If you’ve gotten your COVID-19 vaccine, you’ve likely been told to keep your vaccination card safe. Don’t lose it, and take a photo of it in case you do. That card could soon become as important as your driver’s license or passport.

And just like IDs, the illegal market of vaccine cards is here.

Last week, law enforcement arrested a bar owner near Sacramento for selling fake vaccination cards. Todd Anderson is being charged with identity theft, falsifying medical records, and forging government documents.

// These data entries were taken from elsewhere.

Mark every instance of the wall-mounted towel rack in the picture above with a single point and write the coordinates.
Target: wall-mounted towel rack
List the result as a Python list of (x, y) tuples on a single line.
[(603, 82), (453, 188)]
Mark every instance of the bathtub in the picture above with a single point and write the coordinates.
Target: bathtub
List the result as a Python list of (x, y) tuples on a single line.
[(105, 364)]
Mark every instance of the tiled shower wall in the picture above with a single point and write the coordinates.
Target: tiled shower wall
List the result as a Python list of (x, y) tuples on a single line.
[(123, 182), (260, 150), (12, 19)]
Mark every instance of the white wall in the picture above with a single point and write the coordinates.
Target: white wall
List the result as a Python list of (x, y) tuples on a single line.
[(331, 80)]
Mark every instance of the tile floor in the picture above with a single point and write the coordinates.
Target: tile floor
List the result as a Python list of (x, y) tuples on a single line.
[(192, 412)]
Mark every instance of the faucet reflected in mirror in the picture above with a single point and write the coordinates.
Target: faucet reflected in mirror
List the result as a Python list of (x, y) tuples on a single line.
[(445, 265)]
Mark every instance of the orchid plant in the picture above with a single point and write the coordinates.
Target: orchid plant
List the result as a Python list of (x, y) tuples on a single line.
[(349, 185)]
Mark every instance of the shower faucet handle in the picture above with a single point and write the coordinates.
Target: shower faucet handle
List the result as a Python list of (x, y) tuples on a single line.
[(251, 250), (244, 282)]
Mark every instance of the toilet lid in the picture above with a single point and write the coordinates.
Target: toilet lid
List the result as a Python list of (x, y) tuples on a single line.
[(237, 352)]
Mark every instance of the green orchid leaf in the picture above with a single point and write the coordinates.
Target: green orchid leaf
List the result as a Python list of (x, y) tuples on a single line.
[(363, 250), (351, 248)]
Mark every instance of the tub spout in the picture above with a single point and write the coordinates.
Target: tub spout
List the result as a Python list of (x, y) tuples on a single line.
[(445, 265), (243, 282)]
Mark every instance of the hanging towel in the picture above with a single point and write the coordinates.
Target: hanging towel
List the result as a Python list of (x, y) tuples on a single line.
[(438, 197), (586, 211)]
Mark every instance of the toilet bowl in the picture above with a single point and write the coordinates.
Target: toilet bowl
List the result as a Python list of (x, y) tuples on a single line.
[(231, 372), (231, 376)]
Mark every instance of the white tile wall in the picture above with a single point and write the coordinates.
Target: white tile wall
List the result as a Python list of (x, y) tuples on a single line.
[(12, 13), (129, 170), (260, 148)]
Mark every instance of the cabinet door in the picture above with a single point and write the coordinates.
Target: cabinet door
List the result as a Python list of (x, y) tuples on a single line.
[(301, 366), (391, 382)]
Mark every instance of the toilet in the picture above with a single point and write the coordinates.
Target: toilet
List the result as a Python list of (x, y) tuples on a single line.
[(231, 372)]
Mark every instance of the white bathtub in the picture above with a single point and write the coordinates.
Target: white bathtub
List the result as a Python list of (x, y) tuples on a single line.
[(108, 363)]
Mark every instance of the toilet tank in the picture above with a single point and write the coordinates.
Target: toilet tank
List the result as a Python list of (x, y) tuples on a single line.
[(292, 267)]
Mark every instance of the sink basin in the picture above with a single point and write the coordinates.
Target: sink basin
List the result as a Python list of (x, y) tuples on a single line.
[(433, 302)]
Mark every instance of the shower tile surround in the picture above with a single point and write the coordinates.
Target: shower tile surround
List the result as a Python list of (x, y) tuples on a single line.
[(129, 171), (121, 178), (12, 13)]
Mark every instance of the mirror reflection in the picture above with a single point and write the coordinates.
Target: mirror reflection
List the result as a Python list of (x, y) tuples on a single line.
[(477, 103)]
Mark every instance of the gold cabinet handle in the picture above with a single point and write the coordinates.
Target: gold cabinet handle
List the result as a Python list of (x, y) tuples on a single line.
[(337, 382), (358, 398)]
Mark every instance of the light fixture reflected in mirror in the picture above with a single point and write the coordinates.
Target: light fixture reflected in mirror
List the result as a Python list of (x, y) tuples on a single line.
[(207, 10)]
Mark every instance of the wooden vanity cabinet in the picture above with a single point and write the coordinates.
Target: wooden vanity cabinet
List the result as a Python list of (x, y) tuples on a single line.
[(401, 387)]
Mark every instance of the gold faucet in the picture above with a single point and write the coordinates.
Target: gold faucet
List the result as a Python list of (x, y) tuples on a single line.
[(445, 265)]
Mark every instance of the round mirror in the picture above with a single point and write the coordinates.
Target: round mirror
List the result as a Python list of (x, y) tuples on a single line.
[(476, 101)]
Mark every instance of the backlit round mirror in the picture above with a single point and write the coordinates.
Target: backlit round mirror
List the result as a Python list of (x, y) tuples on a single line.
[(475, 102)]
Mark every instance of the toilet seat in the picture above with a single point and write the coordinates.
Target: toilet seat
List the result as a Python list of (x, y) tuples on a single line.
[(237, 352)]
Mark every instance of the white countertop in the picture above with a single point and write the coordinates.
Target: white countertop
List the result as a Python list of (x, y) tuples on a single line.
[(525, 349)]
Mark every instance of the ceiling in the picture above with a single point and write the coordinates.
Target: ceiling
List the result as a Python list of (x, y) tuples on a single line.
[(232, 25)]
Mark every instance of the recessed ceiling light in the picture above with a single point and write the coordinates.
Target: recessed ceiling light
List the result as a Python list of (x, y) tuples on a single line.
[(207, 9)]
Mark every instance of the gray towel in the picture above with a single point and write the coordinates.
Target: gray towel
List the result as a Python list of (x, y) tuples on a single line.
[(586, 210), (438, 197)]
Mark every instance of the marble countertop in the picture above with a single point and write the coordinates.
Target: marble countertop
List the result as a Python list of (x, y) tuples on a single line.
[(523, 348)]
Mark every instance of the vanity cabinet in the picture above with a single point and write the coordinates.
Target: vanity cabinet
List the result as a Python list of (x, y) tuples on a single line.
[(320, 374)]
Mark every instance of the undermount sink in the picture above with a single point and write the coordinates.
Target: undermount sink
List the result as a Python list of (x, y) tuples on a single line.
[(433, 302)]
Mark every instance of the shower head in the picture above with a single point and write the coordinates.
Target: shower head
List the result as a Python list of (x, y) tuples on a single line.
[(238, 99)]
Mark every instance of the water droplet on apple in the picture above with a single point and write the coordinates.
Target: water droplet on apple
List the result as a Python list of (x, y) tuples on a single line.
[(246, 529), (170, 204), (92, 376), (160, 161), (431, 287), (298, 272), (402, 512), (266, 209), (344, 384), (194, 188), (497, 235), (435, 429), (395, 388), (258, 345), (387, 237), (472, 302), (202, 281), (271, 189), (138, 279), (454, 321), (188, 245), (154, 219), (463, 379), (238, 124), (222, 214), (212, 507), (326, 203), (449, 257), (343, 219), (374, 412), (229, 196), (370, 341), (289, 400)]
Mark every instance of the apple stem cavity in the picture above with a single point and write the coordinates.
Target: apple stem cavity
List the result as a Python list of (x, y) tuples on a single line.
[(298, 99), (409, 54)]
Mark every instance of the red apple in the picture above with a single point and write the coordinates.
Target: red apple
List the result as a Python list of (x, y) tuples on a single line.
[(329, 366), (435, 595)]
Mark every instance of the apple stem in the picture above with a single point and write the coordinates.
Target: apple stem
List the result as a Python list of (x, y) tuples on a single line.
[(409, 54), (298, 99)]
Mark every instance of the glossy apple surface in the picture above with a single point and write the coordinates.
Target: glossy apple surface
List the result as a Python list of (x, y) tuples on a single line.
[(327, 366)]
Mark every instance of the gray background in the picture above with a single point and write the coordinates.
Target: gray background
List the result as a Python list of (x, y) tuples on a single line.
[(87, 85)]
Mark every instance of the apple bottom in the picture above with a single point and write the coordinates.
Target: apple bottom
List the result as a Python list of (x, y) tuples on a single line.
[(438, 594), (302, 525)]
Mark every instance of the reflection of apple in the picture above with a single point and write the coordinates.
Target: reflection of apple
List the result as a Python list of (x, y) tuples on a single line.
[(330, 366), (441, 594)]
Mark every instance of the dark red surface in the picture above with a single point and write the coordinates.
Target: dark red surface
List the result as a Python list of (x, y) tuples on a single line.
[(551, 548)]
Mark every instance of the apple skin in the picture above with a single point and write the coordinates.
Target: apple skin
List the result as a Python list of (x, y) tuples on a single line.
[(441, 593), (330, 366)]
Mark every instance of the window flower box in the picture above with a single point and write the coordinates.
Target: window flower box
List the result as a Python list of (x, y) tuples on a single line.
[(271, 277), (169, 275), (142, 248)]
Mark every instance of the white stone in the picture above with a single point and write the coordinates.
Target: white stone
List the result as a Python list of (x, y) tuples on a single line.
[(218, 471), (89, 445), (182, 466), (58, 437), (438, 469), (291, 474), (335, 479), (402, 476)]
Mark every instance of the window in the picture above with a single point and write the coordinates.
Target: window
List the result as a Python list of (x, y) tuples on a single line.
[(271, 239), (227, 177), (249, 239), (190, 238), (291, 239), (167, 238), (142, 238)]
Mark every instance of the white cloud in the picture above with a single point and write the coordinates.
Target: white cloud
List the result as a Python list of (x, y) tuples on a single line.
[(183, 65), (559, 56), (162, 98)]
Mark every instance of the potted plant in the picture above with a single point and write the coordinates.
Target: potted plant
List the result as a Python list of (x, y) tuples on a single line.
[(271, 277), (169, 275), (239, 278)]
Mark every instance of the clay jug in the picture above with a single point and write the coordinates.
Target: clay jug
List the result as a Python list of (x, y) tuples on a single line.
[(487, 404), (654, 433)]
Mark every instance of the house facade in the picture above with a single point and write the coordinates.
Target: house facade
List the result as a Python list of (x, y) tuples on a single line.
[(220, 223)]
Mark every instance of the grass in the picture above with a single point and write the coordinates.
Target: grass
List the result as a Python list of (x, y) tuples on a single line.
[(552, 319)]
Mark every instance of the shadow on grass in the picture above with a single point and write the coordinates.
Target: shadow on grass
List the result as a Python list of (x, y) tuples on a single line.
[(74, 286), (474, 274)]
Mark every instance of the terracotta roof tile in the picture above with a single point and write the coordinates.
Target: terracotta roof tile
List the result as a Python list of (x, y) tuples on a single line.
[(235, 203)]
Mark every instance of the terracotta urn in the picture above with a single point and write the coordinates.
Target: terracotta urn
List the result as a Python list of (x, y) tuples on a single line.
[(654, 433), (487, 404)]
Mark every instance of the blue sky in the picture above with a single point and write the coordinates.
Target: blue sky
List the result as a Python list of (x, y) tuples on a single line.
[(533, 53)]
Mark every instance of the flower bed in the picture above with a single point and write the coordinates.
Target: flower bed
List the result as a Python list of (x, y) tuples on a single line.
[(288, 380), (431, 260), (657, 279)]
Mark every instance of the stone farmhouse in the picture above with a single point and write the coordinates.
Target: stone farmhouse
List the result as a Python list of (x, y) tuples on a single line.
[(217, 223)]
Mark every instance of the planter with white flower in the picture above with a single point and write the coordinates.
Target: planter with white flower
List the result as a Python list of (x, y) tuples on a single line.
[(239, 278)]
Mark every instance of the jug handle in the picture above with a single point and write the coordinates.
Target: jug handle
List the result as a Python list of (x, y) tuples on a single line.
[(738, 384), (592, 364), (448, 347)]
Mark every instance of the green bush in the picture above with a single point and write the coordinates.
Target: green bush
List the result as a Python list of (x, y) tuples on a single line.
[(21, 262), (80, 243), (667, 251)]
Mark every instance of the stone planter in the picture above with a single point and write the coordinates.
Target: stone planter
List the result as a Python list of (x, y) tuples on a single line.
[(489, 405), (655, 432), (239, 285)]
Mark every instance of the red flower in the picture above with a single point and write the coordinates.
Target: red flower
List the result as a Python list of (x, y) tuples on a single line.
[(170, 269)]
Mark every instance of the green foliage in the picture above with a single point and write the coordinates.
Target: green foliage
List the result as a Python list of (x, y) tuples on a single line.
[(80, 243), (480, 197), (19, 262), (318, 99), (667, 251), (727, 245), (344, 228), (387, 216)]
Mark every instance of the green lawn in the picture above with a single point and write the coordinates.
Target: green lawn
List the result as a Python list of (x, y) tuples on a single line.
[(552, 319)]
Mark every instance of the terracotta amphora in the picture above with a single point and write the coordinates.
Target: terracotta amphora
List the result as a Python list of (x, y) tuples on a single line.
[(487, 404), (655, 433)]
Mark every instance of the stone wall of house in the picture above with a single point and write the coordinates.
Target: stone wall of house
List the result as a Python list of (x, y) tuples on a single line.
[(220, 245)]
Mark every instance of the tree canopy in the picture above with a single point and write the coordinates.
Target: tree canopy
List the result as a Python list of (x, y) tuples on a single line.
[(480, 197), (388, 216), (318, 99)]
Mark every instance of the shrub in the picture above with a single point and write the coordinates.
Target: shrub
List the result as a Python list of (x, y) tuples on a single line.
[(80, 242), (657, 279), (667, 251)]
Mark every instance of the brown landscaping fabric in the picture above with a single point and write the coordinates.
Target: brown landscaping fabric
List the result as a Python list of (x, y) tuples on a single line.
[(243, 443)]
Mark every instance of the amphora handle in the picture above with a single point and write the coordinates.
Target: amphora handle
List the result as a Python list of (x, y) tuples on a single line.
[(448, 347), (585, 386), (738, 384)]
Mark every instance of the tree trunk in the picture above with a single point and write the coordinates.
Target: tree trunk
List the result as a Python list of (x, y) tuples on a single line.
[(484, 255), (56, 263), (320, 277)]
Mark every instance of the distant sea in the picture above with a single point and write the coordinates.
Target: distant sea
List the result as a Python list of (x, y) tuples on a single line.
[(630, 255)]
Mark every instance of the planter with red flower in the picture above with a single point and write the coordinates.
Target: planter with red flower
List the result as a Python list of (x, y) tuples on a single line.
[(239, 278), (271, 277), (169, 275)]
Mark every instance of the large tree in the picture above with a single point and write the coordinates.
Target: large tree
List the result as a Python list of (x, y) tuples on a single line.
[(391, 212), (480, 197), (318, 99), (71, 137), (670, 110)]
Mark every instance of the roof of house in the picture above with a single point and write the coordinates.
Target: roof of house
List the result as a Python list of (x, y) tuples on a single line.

“We're seeing these kinds of scams run wild,” says Sheera Frenkel, who covers cybersecurity for the New York Times. “It doesn't really matter if a particular state cracks down on it. If there are people in other parts of the country who are selling these cards online, those who want to run these scams, those who want to participate in these scams are going to find a way to buy fake vaccine cards.”

The cards are very simple and low tech, she says, which helped the vaccination rollout go more quickly and smoothly. But it also means these paper cards are extremely easy to forge, which will cause major hurdles down the road. “Finding a way to somehow authenticate people who have gotten the vaccine and those who haven't is going to be difficult.”

She says anti-vaccine groups are spreading information online about where to buy forged cards and instructions on how to print your own. Three sellers she interviewed told her similar things: “If we don't want to get it, we shouldn't have to get it. And we want to try and help other people who are not interested in getting vaccinated [to] skirt authorities as well.”

So what are authorities doing? Frenkel says if states roll out digital vaccine passports, they won’t rely on the paper CDC cards as proof.

“What they're going to do is ask pharmacies or mass vaccinations sites in your state to give them the evidence that you got vaccinated. So they're basically going to take on verifying for themselves who got vaccinated and who didn't,” she says.

In other words, keep that CDC card safe, but soon, you may need a bit more proof than that.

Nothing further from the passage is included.